I long ago figured out I’m not one of the UU cool kids. Here’s one example of what I mean:
My local UU congregation is participating in a week-long nationwide peacemaking campaign from September 21-18, sponsored by Campaign Nonviolence, a “new movement to mainstream active nonviolence and to foster a world free from war, poverty and the climate crisis.” Beginning on Sunday, Campaign Nonviolence will have events in all fifty U.S. states; they are one of the sponsoring organizations of the People’s Climate March, a nonviolent action taking place in New York City.

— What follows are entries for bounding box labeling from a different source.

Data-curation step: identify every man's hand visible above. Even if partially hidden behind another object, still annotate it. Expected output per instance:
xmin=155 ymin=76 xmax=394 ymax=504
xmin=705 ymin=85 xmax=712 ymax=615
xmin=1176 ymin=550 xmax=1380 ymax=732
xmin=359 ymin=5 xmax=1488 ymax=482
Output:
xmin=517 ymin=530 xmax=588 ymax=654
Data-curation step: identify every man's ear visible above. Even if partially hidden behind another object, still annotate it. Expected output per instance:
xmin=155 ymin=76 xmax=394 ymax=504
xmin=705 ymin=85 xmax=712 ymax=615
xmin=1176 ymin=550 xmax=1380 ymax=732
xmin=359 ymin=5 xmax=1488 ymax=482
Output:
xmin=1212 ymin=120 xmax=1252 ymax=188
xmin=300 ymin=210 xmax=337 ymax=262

In Silicon Valley alone, our local organization Multifaith Voices for Peace and Justice is organizing a forum on poverty and structural violence, a youth workshop exploring conscientious objection, a film on climate refugees, a class on ecojustice and peacemaking (which I’m leading), participation in the Northern California People’s Climate Rally, a forum on gun safety with representatives from police and religion, a talk by the mayor of Sunnyvale on the city’s new gun control law, a nonviolent action against Lockheed Martin, and more.
But if you search the Web sites of the UUA or UU World, you will find no reference to Campaign Nonviolence. Because, you see, all the cool kids in the UU world are going to the People’s Climate March. I’m all about reversing global climate change, and environmental justice work more generally. I just wish Unitarian Universalism had a broader vision of social justice work.